In a combative session in Parliament, Blair insisted it still might be true that Iraq attempted to buy uranium from Niger.
"It is not beyond the bounds of possibility, let's at least put it like this, that they went back to Niger again," he said. "And that is why I stand by entirely the statement that was made in the September dossier."
Following the Paper Trail
For more than a week, the Bush administration has been trying to explain how it came to pass that the president, in his State of the Union speech, erroneously claimed that Saddam Hussein was trying to get uranium in Africa.

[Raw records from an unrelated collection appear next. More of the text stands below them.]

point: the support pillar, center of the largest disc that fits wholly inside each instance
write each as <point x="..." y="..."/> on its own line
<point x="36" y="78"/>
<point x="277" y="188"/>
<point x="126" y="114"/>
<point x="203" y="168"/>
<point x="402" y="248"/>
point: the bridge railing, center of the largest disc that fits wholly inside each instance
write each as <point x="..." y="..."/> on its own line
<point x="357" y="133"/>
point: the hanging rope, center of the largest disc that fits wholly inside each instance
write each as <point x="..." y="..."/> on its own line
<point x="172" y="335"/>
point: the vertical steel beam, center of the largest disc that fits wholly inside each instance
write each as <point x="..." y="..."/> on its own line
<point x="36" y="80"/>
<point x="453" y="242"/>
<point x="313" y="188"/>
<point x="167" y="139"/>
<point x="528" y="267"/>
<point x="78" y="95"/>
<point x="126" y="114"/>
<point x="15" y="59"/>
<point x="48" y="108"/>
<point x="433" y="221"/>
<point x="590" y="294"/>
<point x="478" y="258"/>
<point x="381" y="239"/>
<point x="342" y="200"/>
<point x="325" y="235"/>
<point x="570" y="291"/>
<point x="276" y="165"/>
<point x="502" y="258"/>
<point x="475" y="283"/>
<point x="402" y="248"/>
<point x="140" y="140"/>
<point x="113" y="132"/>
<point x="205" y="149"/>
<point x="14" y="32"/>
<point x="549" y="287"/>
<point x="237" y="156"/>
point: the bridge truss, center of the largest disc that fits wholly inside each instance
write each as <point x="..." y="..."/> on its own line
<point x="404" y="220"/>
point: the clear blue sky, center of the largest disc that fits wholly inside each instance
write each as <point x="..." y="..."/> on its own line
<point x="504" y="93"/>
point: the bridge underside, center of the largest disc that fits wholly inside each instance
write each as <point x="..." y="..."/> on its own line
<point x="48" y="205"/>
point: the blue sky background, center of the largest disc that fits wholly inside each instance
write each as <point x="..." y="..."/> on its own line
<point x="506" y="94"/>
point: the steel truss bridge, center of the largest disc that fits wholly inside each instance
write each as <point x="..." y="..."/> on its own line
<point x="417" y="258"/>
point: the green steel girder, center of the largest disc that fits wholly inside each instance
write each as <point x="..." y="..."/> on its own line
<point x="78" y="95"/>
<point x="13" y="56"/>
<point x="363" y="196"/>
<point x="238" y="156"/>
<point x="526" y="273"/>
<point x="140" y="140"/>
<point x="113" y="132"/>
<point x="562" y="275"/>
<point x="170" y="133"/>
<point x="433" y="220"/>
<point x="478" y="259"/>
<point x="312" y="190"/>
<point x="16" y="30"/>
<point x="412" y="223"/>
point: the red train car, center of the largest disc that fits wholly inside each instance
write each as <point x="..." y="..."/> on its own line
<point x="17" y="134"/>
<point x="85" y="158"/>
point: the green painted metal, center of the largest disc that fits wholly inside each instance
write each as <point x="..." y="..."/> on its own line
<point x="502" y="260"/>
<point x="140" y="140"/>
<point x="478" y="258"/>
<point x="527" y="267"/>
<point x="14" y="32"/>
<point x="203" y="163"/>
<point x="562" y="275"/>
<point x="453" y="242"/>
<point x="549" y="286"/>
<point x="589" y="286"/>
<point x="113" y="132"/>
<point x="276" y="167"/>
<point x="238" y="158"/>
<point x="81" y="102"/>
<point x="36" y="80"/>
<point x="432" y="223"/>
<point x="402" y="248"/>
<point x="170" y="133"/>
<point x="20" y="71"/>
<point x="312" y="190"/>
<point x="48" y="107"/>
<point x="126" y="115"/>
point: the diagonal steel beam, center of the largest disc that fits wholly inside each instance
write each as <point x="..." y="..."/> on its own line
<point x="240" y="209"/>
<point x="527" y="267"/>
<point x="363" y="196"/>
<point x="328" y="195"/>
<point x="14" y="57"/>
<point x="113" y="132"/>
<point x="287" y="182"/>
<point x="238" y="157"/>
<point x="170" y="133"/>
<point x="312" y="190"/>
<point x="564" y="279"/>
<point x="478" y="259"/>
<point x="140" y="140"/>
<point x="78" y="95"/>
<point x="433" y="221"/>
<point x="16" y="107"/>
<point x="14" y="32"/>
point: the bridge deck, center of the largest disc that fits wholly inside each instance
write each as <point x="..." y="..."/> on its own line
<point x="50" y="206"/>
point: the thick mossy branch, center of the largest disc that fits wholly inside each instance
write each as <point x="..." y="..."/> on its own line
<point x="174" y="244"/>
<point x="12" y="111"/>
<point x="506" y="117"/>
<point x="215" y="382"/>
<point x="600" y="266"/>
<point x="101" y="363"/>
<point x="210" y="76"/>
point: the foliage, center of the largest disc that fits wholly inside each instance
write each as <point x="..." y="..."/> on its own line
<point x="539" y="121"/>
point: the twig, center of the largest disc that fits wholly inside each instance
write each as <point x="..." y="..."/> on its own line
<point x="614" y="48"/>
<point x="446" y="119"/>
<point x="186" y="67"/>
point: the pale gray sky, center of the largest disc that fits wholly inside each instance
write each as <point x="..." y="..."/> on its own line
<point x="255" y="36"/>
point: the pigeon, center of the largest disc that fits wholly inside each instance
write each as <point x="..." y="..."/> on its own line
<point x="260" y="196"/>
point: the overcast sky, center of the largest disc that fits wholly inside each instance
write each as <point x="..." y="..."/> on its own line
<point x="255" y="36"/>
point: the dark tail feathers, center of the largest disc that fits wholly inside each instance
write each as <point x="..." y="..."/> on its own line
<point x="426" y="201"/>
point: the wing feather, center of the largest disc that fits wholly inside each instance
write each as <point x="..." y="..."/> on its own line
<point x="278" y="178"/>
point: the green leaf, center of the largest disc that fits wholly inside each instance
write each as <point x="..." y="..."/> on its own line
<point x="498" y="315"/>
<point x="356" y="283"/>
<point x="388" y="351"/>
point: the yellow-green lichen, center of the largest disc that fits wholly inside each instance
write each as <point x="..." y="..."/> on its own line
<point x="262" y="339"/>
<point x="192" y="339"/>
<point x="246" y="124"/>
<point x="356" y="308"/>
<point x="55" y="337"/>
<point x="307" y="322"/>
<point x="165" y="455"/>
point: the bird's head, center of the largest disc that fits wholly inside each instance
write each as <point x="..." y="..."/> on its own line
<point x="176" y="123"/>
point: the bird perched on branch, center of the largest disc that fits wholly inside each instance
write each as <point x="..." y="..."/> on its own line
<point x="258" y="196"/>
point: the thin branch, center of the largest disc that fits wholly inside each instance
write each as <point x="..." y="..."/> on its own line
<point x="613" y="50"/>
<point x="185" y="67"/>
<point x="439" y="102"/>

The president said Monday the main thrust of his case for the Iraq war is, and was, accurate. "The speeches I have given were backed by good intelligence," he said. "And I am absolutely convinced today, like I was convinced when I gave the speeches, that Saddam Hussein developed a program of weapons of mass destruction."
Bush's claim that Saddam was seeking uranium from Africa was just one part of his case for war, albeit a very important one.
However, the intelligence debacle grew out of a scam when an underpaid African diplomat who was stationed in Rome created bogus documents, which he then sold to the Italian secret service, sources said.
The Italians officially deny the sale, but intelligence sources told ABCNEWS the fake documents were produced in late 2001 in Rome, in a building that houses the tiny embassy of Niger.
The diplomat, who now has been recalled to Niger, sold the forged documents to the military branch of the Italian secret service for what sources say was a few thousand dollars.
"There had been reports circulating about Niger's sale of uranium to Iraq in the l980s and I think this diplomat apparently saw an opportunity to make some money by feeding into the current controversy about Iraq's program of weapons of mass destruction," said counterterrorism expert Vince Cannistraro, an ABCNEWS consultant.
Niger Denies Its Diplomat Involved
In Rome today, Niger's ambassador to Italy denied the story. She said no one from her country's diplomatic corps had created any fabrication, and that Nigerien President Mamadou Tandja met with Bush last week to tell him that.
As is now known, the documents were soon spotted as forgeries by the International Atomic Energy Agency and made public when the agency's chief, Mohamed ElBaradei, testified before the U.N. Security Council on March 8.
"It was not really very difficult for us to come to the quick conclusion that these documents were forgeries," ElBaradei told Germany's ZDF Television.